Всё было точь-в-точь как в сказках, которые рассказывают старики в чумах долгой полярной ночью. Все тогда усаживаются вокруг плошки с горящим тюленьим жиром и слушают разные истории и небылицы про волшебных медведей.
Сказка длинная, запутанная, и её медленно, с остановками рассказывает старик или старуха. И похожа эта сказка на все сказки мира.
Только в тёплых краях сказки оказываются про сады с золотыми яблоками, про медные леса, про сивку-бурку, вещую каурку да про жар-птиц. А здесь, среди полярных льдов, о чём они могут быть, как не о белых медведях?
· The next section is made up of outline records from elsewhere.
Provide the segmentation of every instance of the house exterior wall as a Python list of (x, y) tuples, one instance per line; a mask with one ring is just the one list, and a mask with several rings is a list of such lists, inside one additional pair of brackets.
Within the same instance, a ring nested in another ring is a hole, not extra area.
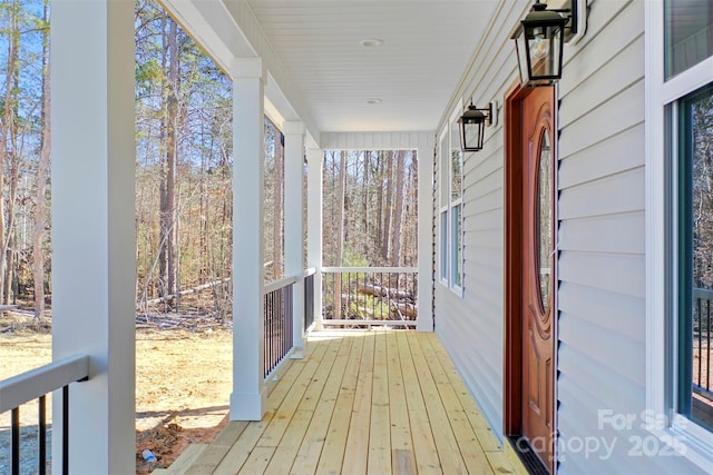
[[(453, 103), (468, 103), (471, 96), (479, 106), (502, 103), (515, 83), (509, 32), (530, 2), (506, 3)], [(558, 89), (558, 473), (699, 473), (641, 428), (646, 422), (644, 2), (588, 3), (586, 36), (565, 48)], [(452, 107), (445, 117), (451, 112)], [(440, 283), (434, 291), (436, 331), (500, 438), (502, 119), (500, 112), (498, 125), (487, 129), (484, 150), (465, 157), (462, 297)], [(436, 167), (438, 187), (447, 170), (438, 160)], [(609, 416), (628, 416), (631, 429), (615, 431)], [(644, 456), (642, 443), (660, 449)]]

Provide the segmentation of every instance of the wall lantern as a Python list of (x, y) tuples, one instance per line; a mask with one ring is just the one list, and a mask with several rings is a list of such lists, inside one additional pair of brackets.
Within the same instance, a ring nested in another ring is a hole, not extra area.
[(458, 119), (460, 123), (460, 148), (462, 151), (482, 150), (482, 139), (486, 126), (492, 125), (492, 102), (485, 109), (478, 109), (470, 101), (470, 106)]
[[(547, 9), (548, 6), (558, 7)], [(583, 0), (536, 0), (512, 32), (524, 87), (550, 86), (561, 79), (564, 43), (578, 41), (586, 27)]]

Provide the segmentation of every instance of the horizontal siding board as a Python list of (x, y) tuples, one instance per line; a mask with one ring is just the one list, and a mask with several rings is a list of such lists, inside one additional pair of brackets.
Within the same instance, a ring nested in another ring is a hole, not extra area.
[[(594, 414), (598, 408), (611, 407), (616, 407), (624, 413), (641, 412), (646, 397), (644, 387), (632, 382), (626, 375), (606, 370), (600, 362), (590, 356), (579, 347), (561, 346), (558, 365), (561, 376), (558, 390), (561, 392), (559, 399), (563, 404), (582, 404), (582, 395), (589, 394), (597, 397), (596, 405), (590, 408)], [(641, 364), (643, 365), (643, 360)], [(566, 388), (569, 388), (572, 400), (566, 397)], [(573, 394), (575, 389), (578, 390)], [(587, 425), (596, 426), (596, 419), (587, 420)]]
[(644, 254), (644, 211), (568, 219), (559, 225), (559, 248), (589, 253)]
[(644, 123), (624, 129), (607, 140), (559, 160), (560, 189), (572, 188), (644, 165)]
[(644, 70), (644, 36), (643, 33), (616, 56), (606, 61), (602, 68), (577, 85), (577, 95), (563, 98), (559, 113), (559, 125), (566, 129), (577, 120), (586, 120), (586, 115), (596, 109), (603, 96), (609, 91), (612, 83), (629, 87), (641, 81)]
[(602, 327), (564, 313), (559, 317), (559, 331), (560, 335), (567, 335), (566, 345), (577, 348), (578, 352), (592, 358), (593, 367), (589, 369), (593, 373), (602, 372), (611, 376), (616, 374), (629, 378), (635, 385), (644, 386), (645, 345), (642, 342), (606, 331)]
[[(609, 90), (619, 91), (611, 88)], [(567, 107), (561, 101), (561, 109)], [(559, 156), (567, 157), (603, 141), (622, 130), (644, 120), (644, 81), (641, 80), (609, 97), (603, 97), (600, 105), (586, 115), (586, 120), (577, 120), (560, 129)]]
[(645, 300), (622, 294), (604, 291), (576, 283), (559, 284), (558, 308), (561, 313), (598, 325), (608, 331), (644, 342)]
[[(499, 230), (504, 229), (504, 217), (501, 209), (490, 209), (486, 211), (471, 211), (471, 207), (463, 209), (463, 217), (466, 218), (467, 226), (463, 226), (466, 232), (477, 232), (482, 230)], [(481, 237), (477, 236), (476, 239), (480, 243)], [(500, 236), (500, 243), (502, 243), (504, 236)]]
[[(616, 53), (613, 48), (622, 49), (642, 34), (644, 3), (638, 0), (597, 0), (592, 6), (585, 37), (579, 43), (565, 47), (560, 98), (566, 99), (575, 91), (579, 93), (579, 83), (602, 69)], [(639, 61), (643, 73), (643, 56)], [(618, 85), (618, 81), (613, 85)], [(605, 91), (613, 90), (611, 86)]]
[(644, 168), (566, 188), (559, 195), (559, 218), (616, 215), (644, 209)]
[(646, 273), (644, 256), (563, 253), (559, 279), (644, 298)]

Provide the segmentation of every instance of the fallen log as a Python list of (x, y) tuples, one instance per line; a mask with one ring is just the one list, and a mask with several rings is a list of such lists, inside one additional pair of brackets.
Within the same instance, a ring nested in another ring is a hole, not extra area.
[(390, 287), (382, 287), (372, 284), (364, 284), (359, 286), (360, 294), (373, 295), (375, 297), (391, 297), (391, 298), (412, 298), (411, 293), (406, 290), (398, 290)]
[[(392, 301), (391, 306), (393, 308), (395, 308), (395, 310), (399, 313), (399, 316), (403, 317), (409, 317), (407, 319), (416, 319), (418, 313), (417, 313), (417, 308), (416, 305), (413, 304), (406, 304), (406, 303), (398, 303), (398, 301)], [(402, 318), (403, 319), (403, 318)]]

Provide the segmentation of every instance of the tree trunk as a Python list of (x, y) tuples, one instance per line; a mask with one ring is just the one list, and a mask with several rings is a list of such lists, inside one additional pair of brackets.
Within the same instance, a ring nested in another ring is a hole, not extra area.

В эскимосской сказке главный герой волшебный белый медведь, он и сам был когда-то человеком, а теперь живёт где-то далеко-далеко на Севере, в царстве белых медведей, но говорит по-человечески.
Эскимосский мальчик немного успокоился и осмелел. Значит, сказки правду рассказывают. Значит, есть такие медведи!
Словно угадав его мысли, Фрам отступил на шаг и три раза перекувырнулся через голову — он знал: детворе это очень нравится. Потом Фрам встал на задние лапы, поднял с земли удочку и протянул её малышу.
Медведь взял у Нанука удочку.
Тут уже сомнений не оставалось: это был волшебный медведь.
Мальчик засиял от удовольствия и засмеялся.
Теперь он решился дотронуться до белого медведя рукой. Медведь был живой, взаправдашний. Он не укусил его, не растерзал, не повалил на землю, даже не зарычал. Наоборот, он ласково погладил его по голове и дал понять, что он не обыкновенный зверь. И ещё он так кувыркался! Такого ловкача не сыскать во всём их племени.